Syndication, the act of exposing data using web feeds relies in two typical formats: RSS and Atom. RSS is the older standard, and Atom is quickly become the more dominant (although many sites/endpoints expose both formats) because Atom has a richer model for non-HTML data as well as linking.

The support built into WCF for feeds is built on top of the base functionality we mentioned above.

The basic idea behind the WCF support for feeds it to abstract away from the developer the need to know the various feed formats (in this version of WCF that’s RSS 2.0 and Atom 1.0). This is done by separating the data from the serialization model.

Developers can simply take data and push it into the WCF OM (Object Model). Then take the WCF OM and pass it to the formatter. The formatter takes care of turning the WCF OM (which is layered on top of the data) into the correct feed format.

The WCF OM is closer to the Atom model, since the Atom model is as we said before, a little richer in terms of its data.

Finally, the WCF object model from WCF relies in two core objects: SyndicationFeed and SyndicationItem.
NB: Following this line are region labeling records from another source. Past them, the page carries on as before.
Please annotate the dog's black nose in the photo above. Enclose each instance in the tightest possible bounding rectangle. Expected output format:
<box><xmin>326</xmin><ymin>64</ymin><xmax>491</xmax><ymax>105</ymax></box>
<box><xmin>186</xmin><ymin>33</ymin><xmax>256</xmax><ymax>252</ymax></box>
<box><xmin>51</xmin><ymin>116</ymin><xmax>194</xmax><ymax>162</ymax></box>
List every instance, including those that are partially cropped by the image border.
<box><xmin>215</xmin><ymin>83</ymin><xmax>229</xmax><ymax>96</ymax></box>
The SyndicationFeed represents the whole feed, and each SyndicationItem represents an entry. SyndicationFeed has an Items property which holds onto the individual items.

In Part II we will explore:

  • WCF Dispatching
  • AtomPub
  • Tooling support
  • Security
  • Processing
  • Transactions
  • Purity (Purists vs Pragmatics)


REST as an architectural style encourages interoperable, scalable web services, while WCF 3.5 provides the support for building services using this architectural style. Building RESTful services in .NET is an elegant integration of simplicity and power. We leverage the simplicity of the fundamental web protocols with the power of our framework and development tools.